My own voice: “It does a bit, yes. It’s nice to be back working with old friends.”

“You have reported major news events from all over the world-”

Weber turned it off.

“I used to work at that network,” I said. “I had my own investigative series until December.”

Thornbury dropped his head, muttered something under his breath before he raised his chin and looked at me.

“Okay, yeah, I dismissed you. I thought, when you said you were a temp and your husband died recently, that you might be, well, out on the edge of things, taking any kind of job you could. I got it wrong, huh?”

“Not entirely, but I wouldn’t describe myself as out on the edge.”

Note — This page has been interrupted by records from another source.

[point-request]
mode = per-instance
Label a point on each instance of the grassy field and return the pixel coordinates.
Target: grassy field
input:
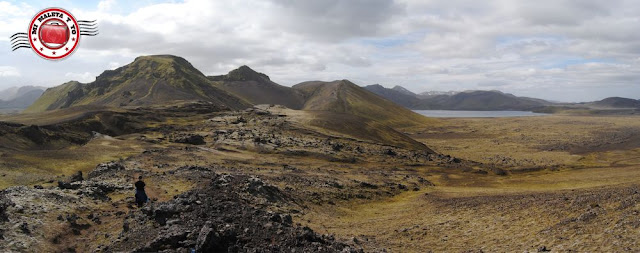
(568, 180)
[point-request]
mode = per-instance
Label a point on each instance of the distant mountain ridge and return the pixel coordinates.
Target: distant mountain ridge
(617, 102)
(19, 97)
(166, 79)
(257, 88)
(467, 100)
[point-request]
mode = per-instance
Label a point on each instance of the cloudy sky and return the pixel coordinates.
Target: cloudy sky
(563, 50)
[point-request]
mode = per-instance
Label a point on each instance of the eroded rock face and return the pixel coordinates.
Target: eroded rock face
(105, 168)
(220, 218)
(193, 139)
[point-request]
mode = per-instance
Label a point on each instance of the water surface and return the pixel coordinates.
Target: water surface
(476, 114)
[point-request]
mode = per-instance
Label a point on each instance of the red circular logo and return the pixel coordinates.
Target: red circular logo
(54, 33)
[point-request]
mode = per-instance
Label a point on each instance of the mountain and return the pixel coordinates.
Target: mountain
(345, 97)
(22, 99)
(15, 92)
(257, 88)
(468, 100)
(403, 90)
(617, 102)
(148, 80)
(480, 101)
(428, 94)
(395, 95)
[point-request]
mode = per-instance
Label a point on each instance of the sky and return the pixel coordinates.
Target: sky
(561, 50)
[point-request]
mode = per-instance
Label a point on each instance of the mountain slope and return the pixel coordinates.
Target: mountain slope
(345, 97)
(617, 102)
(22, 99)
(394, 95)
(403, 90)
(148, 80)
(257, 88)
(480, 101)
(468, 100)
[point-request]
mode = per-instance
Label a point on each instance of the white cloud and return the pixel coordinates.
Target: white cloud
(576, 48)
(8, 71)
(106, 5)
(80, 77)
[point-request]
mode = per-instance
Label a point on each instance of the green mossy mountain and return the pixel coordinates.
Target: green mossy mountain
(344, 96)
(148, 80)
(257, 88)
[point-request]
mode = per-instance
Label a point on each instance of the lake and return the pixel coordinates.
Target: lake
(476, 114)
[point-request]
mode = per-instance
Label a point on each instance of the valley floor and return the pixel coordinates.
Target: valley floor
(553, 183)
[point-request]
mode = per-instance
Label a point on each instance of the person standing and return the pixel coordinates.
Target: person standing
(141, 195)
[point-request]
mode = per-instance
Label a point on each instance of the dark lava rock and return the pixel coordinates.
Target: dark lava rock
(227, 221)
(259, 188)
(76, 177)
(66, 185)
(105, 168)
(194, 139)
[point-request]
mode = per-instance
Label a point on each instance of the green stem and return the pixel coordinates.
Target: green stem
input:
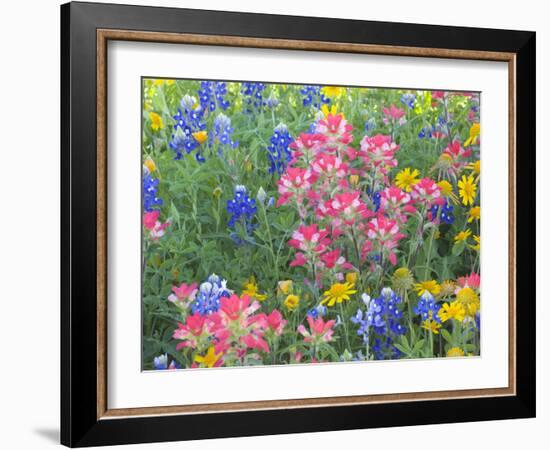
(429, 255)
(345, 326)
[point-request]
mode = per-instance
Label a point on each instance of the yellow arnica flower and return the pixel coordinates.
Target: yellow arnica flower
(463, 236)
(150, 164)
(351, 277)
(332, 91)
(468, 298)
(430, 286)
(251, 289)
(454, 352)
(467, 190)
(446, 188)
(337, 293)
(156, 121)
(284, 286)
(477, 245)
(431, 325)
(353, 179)
(474, 214)
(333, 111)
(200, 136)
(454, 310)
(210, 358)
(406, 179)
(402, 279)
(292, 301)
(474, 134)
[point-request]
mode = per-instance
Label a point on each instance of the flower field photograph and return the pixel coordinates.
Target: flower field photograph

“Can we start over?” He offered his hand. “Hello, I’m Detective Kevin Thornbury.”

“I’m Maggie MacGowen. I’m researching a documentary about Park Holloway under the aegis of one of the big three television networks.”

“I’m trying to find a murderer.”

“I’m looking for interesting material. I think we can help each other.”

“Maybe we can,” he said. I gave him a plastic sleeve for the photo disk and he slipped it into his shirt pocket. “Maybe you and I have been looking at things from different angles.”

“We haven’t seen much of you on campus,” I said.

“We poked around here, found a lot of people who are pissed off, but none of their issues seem to have enough heat behind them to make someone do what was done to Holloway. The man was a congressman for twenty years. You don’t think he might have acquired some enemies with a higher proclivity for violence than a bunch of academics?”

“I’ve wondered if an argument got out of hand,” I said. “If someone maybe took an angry swing at Holloway, he fell back, hit his head, and died.”

“Then what?” Thornbury asked. “That someone was still angry enough to string him up?”

I shook my head. “Panicked enough to try to cover up what happened.”

“In that scenario, a fight and an accident, the doer would panic-you’re right about that-and run,” he said. “Do you know what the coroner says?”

“I don’t. I put in a call to a contact at the morgue, but he hasn’t gotten back to me.”